First, realize one very important thing. The process of securitization, through which an asset such as a home loan is transformed into something that can be sold freely on the open financial market, has one feature that grossly distorts the markets: it creates “information gaps”. Take for example a bank that makes 100 loans to Regular Joes all over the state of Ohio. The bank will then take the loans (aka the money that the Regular Joes owe the bank), pool them together into a single “batch” and sell them to an investment bank or to Freddie Mac. The investment bank can then set up a “special purpose vehicle”, which will divide up the batch into a bunch of smaller batches and then sell to investors on the open market. This is the life of a “Collateralized Debt Obligation” and it allows investors to participate in the credit game.

The problem here is obvious: the final investors is very far removed from the original borrower. Regular Joe’s loan has gone through the hands of a loan officer, then a bank, then the investment bank, then the special purpose vehicle, and finally to the investor. This means that the final investor has absolutely no personal relation to the borrower whatsoever. He knows next to nothing about the Regular Joes who now owe him money. So the investor relies on a credit rating agency to bridge this enormous gap and provide him with information regarding the reliability of these Regular Joes.

And now we get to the core of the problem. Lawmakers and media pundits have complained that because the credit rating agencies actually get paid by the investment banks that sell the “batches” of loans, those agencies are inclined to make friends with the investment banks by giving their “batches” high credit ratings. Is this a problem? Undoubtedly. But its only half the problem.
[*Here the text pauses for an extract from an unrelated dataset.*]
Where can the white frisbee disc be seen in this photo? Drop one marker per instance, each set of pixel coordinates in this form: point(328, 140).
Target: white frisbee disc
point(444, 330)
The real issue is the “information gap” that I mentioned earlier. Credit rating agencies are supposed to provide investors information about the reliability of the Regular Joes whose loans investors are buying, but they can’t because the credit rating agencies rely on information provided by the investment banks to make their credit rating decisions. This means that the agencies themselves are far removed from the original borrowers. No credit agency would take the time to go to the home of each Regular Joe and interview him or collect information about his job stability and ability to pay off his loan. This means that there is a fundamental, structural problem in the system that the credit rating agencies cannot repair.

So even if we change the way credit rating agencies get paid and even we forbid them to receive money from the investment banks, the core problem will not go away- the information gap will remain. Investors will still have limited information because the credit rating agencies on which they rely will have limited information as well. If we really want to repair the system we need to look further down the securitization line at He Who Is Responsible For The Loan In The First Place: the loan officer. If anyone thinks that credit rating agencies have the wrong incentives, then how about the loan officers and their employers- the mortgageĀ originators. They get paid based purely on the amount of loans they dish out. They have little incentive to vet their borrowers properly and they have very little incentives to withhold loans from anyone.
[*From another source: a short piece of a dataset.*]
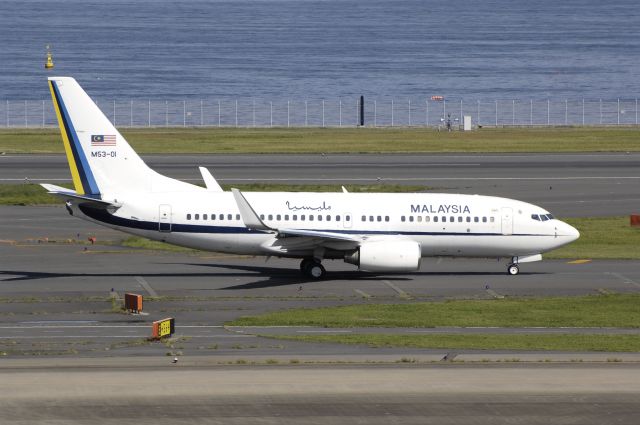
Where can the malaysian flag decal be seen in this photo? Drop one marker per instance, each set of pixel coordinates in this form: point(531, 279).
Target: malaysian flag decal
point(103, 140)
Therein is the true problem. The information gap will continue to exist until major changes are made to the way originators operate. You can’t count on credit rating agencies doing a good job so long as they are far removed from the borrowers that they are actually evaluating. You have to count on the people who are closest to the borrowers in the CDO supply chain. That’s why we need to shift our focus a bit.

So don’t damn the credit rating agencies- realize that no matter what we do about the way they get paid, the structural problem in the system will persist until the information gap is repaired.